Embed the user’s question with the same model, then pull top-k:
python
def search(question: str, k: int = 6) -> list[dict]:
    q = client.embeddings.create(
        model="text-embedding-3-small",
        input=question,
    ).data[0].embedding
    return vector_store.query(vector=q, top_k=k, include_metadata=True)
Tune k empirically — usually 4–8. Below 3, you miss relevant chunks; above 10, you push noise into the prompt.

6. Generate the answer

Format retrieved chunks into the prompt with clear separators and source citations:
python
def answer(question: str) -> str:
    hits = search(question, k=6)
    context = "\n\n---\n\n".join(
        f"[{i+1}] {h['text']}\n(Source: {h['title']})"
        for i, h in enumerate(hits)
    )
    resp = client.chat.completions.create(
        model="gpt-4o",
        messages=[
            {"role": "system", "content":
                "Answer using ONLY the provided context. "
                "Cite sources as [1], [2]. "
                "If the context doesn't contain the answer, say so."},
            {"role": "user", "content": f"Context:\n{context}\n\nQuestion: {question}"},
        ],
    )
    return resp.choices[0].message.content

Improvements that earn their cost

  • Hybrid search — combine vector similarity with BM25 keyword scores. ~10–15% recall lift on technical content.
  • Re-ranking — fetch top-30 by vector, re-rank to top-6 with a cross-encoder (coming soon: dedicated reranker endpoint, see changelog).
  • Query rewriting — for chat, ask the LLM to rewrite the user’s follow-up into a standalone search query before embedding.
  • Multi-query — generate 3–5 paraphrases of the question, search each, dedupe results.
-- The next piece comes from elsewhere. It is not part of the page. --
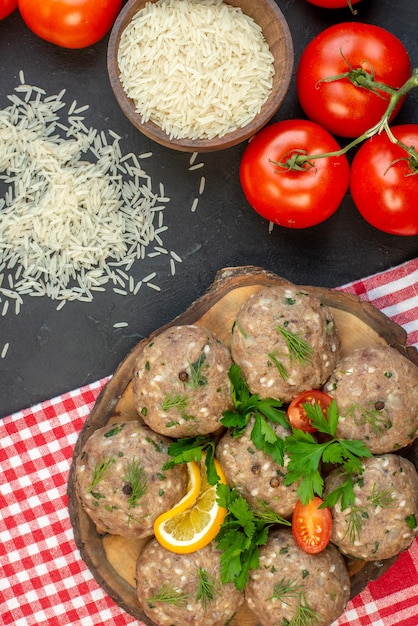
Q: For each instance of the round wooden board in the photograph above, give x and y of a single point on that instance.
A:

Catches lexical mismatches.

Common mistakes

  • Mixing embedding models in the same store — vectors don’t compare. Re-embed everything when you switch.
  • Embedding raw HTML/PDF bytes — extract clean text first.
  • Chunks too large — model only “sees” the centre; edges are wasted.
  • No metadata filter — searching all customers’ data for one customer’s question. Always filter by tenant first.
  • Forgetting to track indexed_at — when documents update, you need to know what’s stale.

Cost ballpark

For 100 000 chunks × 400 tokens = 40 M tokens:
  • Index once with text-embedding-3-small (≈ 0.02/1Mtokens) 0.02 / 1 M tokens) → **~0.80**
  • Query at 1 query / sec (≈ 50 tokens each) → ~$0.005 / day
Embeddings are the cheapest part of any RAG system. Spend the budget on the chat model.